Foto: Cairo Brunno (08/04/2013) |
Por
mais que você queira me acusar e deturpar os fatos tornando-me um algoz, eu já
não sou mais o mesmo. Ainda que as ondas das tuas palavras duras se choquem
contra as rochas da minha alma cansada e cheia de cicatrizes das tuas
chibatadas, eu não quero mais ser o mesmo de antes. Não engulo mais a
intolerância nem quero remediar ou diminuir a tua própria culpa atraindo para
mim todos os teus pecados.
Ontem
à noite, enquanto escutava cada sílaba tua ao telefone, sentia que as palavras
eram um passo lento em direção ao abismo de loucura e medo em que seríamos
atirados quando trocássemos um adeus. Seria uma caminhada vagarosa e difícil,
mas que já havíamos ensaiado tantas e tantas vezes que nos tornaríamos naquele
instante guias de nós mesmos. Estávamos trocando um bom e velho tchauzinho disfarçado sob a forma de um seja bem-vindo novamente.

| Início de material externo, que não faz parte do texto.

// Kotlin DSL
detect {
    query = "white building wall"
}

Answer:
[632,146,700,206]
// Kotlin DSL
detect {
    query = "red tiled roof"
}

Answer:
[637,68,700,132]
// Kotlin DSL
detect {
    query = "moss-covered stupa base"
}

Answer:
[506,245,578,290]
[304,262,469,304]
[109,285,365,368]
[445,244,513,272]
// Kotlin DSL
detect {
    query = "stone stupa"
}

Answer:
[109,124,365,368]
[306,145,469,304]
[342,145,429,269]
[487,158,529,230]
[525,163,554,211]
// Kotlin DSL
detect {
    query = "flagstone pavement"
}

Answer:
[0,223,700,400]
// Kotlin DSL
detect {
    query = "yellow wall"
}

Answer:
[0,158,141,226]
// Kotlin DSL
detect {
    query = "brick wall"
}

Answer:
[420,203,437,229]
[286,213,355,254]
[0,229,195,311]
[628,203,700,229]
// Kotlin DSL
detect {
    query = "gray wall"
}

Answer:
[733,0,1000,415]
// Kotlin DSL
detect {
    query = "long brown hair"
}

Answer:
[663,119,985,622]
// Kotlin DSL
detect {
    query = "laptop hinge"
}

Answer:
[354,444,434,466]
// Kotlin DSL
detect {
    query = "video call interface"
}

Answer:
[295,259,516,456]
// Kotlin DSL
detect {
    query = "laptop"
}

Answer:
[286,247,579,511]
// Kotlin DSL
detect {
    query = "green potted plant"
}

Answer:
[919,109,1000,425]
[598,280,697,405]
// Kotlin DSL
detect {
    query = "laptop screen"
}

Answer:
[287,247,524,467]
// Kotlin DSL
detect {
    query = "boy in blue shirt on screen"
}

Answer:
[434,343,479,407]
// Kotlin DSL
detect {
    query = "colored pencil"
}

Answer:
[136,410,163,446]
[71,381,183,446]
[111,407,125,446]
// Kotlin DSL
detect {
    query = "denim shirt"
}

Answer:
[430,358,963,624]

Não desisti de nós. Não desisti. Apenas
preservei em mim a umidade da alma, aquilo que me mantém unido e inquebrável,
incorruptível, como se eu de barro fosse. Desisti, sim, da aridez do caminho ou
das águas em excesso, aquelas da solidão e do medo, que me arrastavam feroz e
tenazmente em direção ao vazio. Tanto te invejei por teu equilíbrio que hoje
insisto nele, que agora é meu. Como numa gangorra, estou por cima, vendo
paisagens ao longe enquanto tudo que te resta é me assistir.
Já
não quero mais toda aquela dor, nem toda aquela agonia das noites sem resposta
ou mesmo a voz aguda da secretária eletrônica. Não quero mais aquela ânsia que
me violentava e mortificava a cada ligação interrompida bruscamente pela tua
intransigência, assim como também o era com cada momento de desprezo, com cada
queixa não considerada, com cada instante de abstinência do teu sexo a que você
me submetia propositalmente por não ceder aos teus caprichos no teu tempo certo. Quero agora a paz e a
doçura das manhãs de sol de maio, aquela brisa fria do começo da manhã que traz
o cheiro dos cravos pendendo no quintal.
Digo
que agora é maio. Semana passada, aliás, já era maio. Vi o mar, brinquei na praia,
deixei meu corpo exposto ao sol e ao sal. Vi meninos correndo atrás de uma bola
na areia. Vi a imensidão do céu encontrando o mar bravio das tardes de sábado.
Senti saudades de casa mas também desejei ficar para sempre naquele corpo muito
branco que se dividia em milhões de grãos muito pequenos. Vi ao longe grandes
barcos que rumavam em direção a outros portos, como eu também poderia rumar
seguindo a felicidade.
Agora
que aos poucos estou arrumando as malas sinto uma euforia pueril latejando
dentro de mim. Talvez seja aquela alma tão solapada durante algum tempo pela
tua intransigência pululando por saber que finalmente encontrará a paz e a
liberdade que lhe foi brutalmente roubada pela paixão arrebatadora que a
carência fez germinar. Outro amor não nasceu, entenda. Tudo é culpa da
liberdade, do desejo de voar, das asas que se abrem para o horizonte depois de
tanta escravidão, de tanto cativeiro.
Quero
mais que sexo invadindo sexo. Quero mais que uma chuva branca explodindo de mim
em direção ao teu corpo ou lábios entrecortando-se e irrompendo no prazer louco
de um beijo. Mais que a salvação, quero sentir a brisa de maio enquanto caminho
pela praia com a areia ainda fria.
Preciso experimentar, ir e voltar. Chorar não. Já chorei demais por
coisas que não valiam a pena. Como poços rasos, meus olhos estão secos. Bem
melhor para mim.
Amanhã,
quando já não estivermos juntos, tomarei um ônibus qualquer. Sentarei na janela
e reviverei, sentindo o vento no rosto, todo o prazer que pode existir em ser
gente e enxergar a beleza em detalhes tão pequenos. Aí eu já não carregarei
mais na bagagem coisa alguma do que é teu. Não precisarei ficar com uma mísera
correia de uma sandália tua. Te deixarei optar pelo deserto ou pelas colinas.
Seja lá o que me restar depois da tua escolha, será meu oásis, meu paraíso.
Serei um rei em minha fortaleza ainda que meus próprios alicerces se abalem.
Serei
rei porque tenho a mim. E não há no mundo séquito melhor.